In Österreich müssen Autofahrer, die die Autobahnen nutzen, in der Regel eine Vignette erwerben. Aktuell kostet eine Tages-Vignette 9,60 Euro. Doch es gibt auch Lichtblicke: Auf mehreren Autobahnabschnitten gilt eine Mautbefreiung, die insbesondere für deutsche Autofahrer von Bedeutung ist. So ist der Abschnitt A12 (Inntal Autobahn) zwischen Kufstein-Süd und Kiefersfelden mautfrei. Dieser Teil ist etwas mehr als vier Kilometer lang und ermöglicht eine kostenfreie Durchfahrt. Autofahrer können nach der mautfreien Strecke problemlos auf Bundesstraßen wechseln, die ebenfalls keine Vignette erfordern. Quelle.
Zusätzlich gibt es weitere mautfreie Abschnitte, die für deutsche Autofahrer interessant sind. Dazu zählen die A1 (West Autobahn) zwischen Walserberg und Salzburg Nord, die A14 (Rheintal/Walgau Autobahn) zwischen Hörbranz und Hohenems sowie die A26 (Linzer Autobahn), die sich derzeit im Bau befindet, zwischen Linz-Hummelhof und dem Anschluss an die A7. Diese Regelung ermöglicht es Fahrzeugen bis 3,5 Tonnen, ohne Vignettenkauf bis nach Salzburg oder Kufstein zu fahren. Allerdings müssen Wohnmobile über 3,5 Tonnen die GO-Maut entrichten, was für viele Reisende eine unerwartete Kostenfalle darstellen kann. Quelle.

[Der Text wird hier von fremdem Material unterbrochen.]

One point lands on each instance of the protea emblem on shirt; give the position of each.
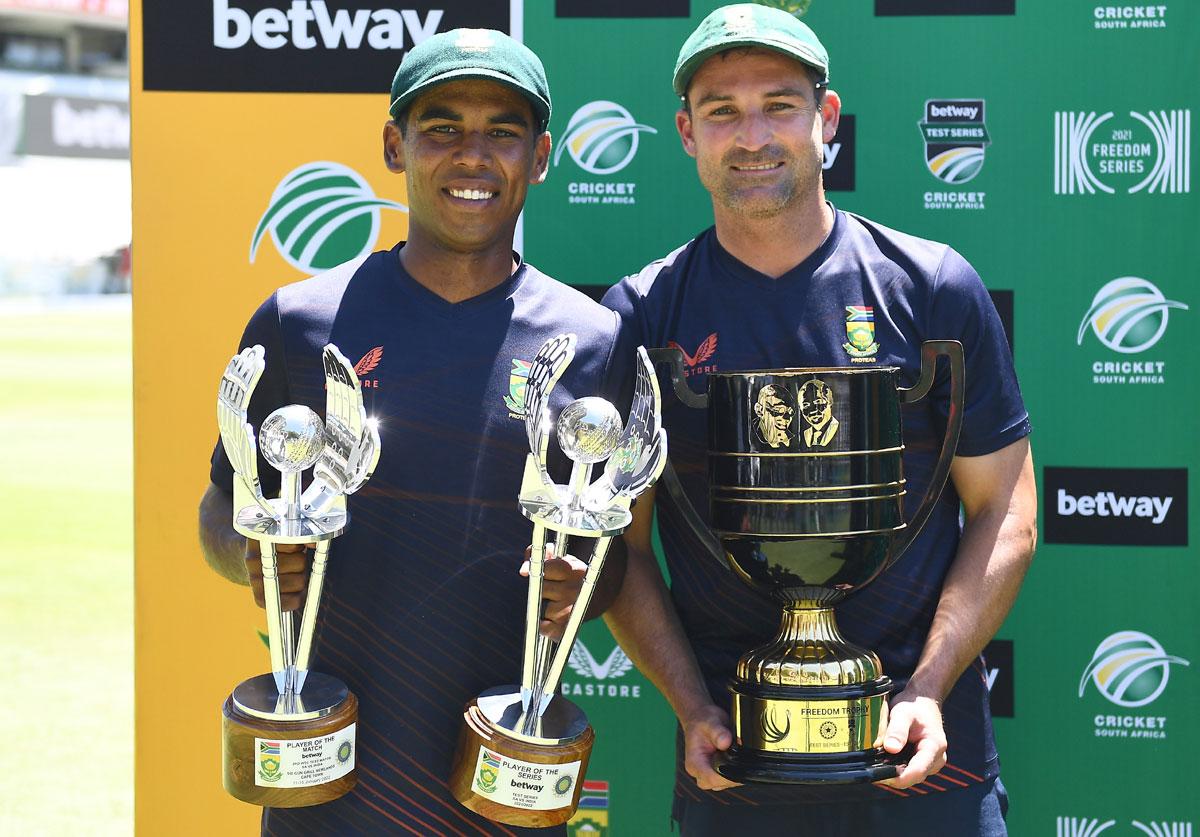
(861, 331)
(322, 215)
(519, 377)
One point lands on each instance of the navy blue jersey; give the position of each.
(424, 607)
(868, 295)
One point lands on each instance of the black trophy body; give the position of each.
(807, 494)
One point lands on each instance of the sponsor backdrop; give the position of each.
(1065, 176)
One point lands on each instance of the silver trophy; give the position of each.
(293, 705)
(509, 728)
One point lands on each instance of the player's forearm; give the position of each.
(643, 621)
(223, 548)
(994, 555)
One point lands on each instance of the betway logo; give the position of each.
(1108, 504)
(954, 110)
(1116, 506)
(275, 28)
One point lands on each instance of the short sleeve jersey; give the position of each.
(424, 607)
(867, 296)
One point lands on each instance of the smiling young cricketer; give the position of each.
(424, 606)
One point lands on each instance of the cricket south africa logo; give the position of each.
(601, 137)
(269, 762)
(861, 343)
(1128, 314)
(322, 215)
(489, 771)
(1103, 152)
(1129, 668)
(955, 138)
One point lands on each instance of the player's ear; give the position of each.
(541, 157)
(393, 148)
(683, 125)
(831, 114)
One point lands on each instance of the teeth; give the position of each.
(472, 194)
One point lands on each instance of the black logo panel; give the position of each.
(294, 46)
(1116, 506)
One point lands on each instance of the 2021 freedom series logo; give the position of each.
(1083, 826)
(1128, 315)
(955, 140)
(319, 216)
(1143, 152)
(1129, 669)
(838, 157)
(601, 137)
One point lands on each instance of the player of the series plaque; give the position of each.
(289, 735)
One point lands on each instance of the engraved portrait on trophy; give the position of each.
(816, 409)
(774, 413)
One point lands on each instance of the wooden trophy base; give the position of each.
(262, 758)
(514, 781)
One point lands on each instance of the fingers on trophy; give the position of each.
(288, 736)
(523, 748)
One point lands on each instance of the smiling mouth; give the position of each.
(757, 167)
(472, 194)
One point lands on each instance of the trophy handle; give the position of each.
(929, 353)
(673, 359)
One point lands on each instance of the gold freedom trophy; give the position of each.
(523, 750)
(288, 736)
(805, 505)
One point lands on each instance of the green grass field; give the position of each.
(66, 568)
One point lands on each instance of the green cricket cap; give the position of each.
(472, 53)
(748, 24)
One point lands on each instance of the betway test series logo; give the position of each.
(1129, 669)
(1128, 315)
(601, 137)
(1116, 506)
(1143, 152)
(319, 216)
(955, 137)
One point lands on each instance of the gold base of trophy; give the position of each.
(520, 782)
(259, 754)
(809, 708)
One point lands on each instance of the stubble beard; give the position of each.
(763, 202)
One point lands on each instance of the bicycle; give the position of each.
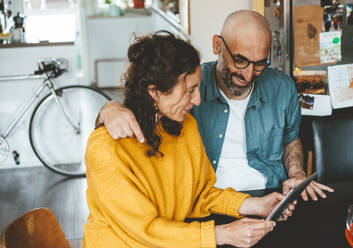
(59, 127)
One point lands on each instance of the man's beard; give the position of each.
(235, 90)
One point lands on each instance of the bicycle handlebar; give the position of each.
(53, 68)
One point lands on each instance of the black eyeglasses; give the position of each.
(242, 62)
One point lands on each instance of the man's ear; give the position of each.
(153, 92)
(216, 45)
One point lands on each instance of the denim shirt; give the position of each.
(272, 120)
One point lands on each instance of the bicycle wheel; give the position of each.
(55, 142)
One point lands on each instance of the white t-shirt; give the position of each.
(233, 169)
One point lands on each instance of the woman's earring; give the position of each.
(155, 105)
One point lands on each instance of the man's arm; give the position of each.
(293, 160)
(120, 121)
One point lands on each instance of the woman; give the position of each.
(139, 194)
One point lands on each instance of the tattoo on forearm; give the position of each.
(293, 157)
(99, 123)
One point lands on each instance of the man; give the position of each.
(249, 114)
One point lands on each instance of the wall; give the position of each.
(206, 19)
(17, 61)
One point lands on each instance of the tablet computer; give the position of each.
(292, 195)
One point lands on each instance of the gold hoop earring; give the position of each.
(155, 105)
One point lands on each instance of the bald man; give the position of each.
(249, 114)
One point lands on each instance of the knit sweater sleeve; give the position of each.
(128, 210)
(209, 198)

Wichtige Hinweise zur Mautpflicht
Die Warnung des ADAC ist klar: Navigationsgeräte können Autofahrer auf mautpflichtige Strecken leiten. Daher empfiehlt es sich, die Einstellung „mautfreie Strecken umfahren“ zu aktivieren. Wer ohne gültige Vignette auf mautpflichtigen Strecken unterwegs ist, muss mit einer Ersatzmaut von mindestens 120 Euro rechnen. Bei wiederholten Verstößen drohen sogar höhere Strafen. Die ASFINAG, die für die Mautverwaltung zuständig ist, kann zudem schriftliche Zahlungsaufforderungen senden, und in einigen Fällen können Bußgelder von mindestens 300 Euro folgen. Einsprüche gegen Bescheide haben in der Regel geringe Erfolgschancen, weshalb eine gewissenhafte Planung der Route unerlässlich ist.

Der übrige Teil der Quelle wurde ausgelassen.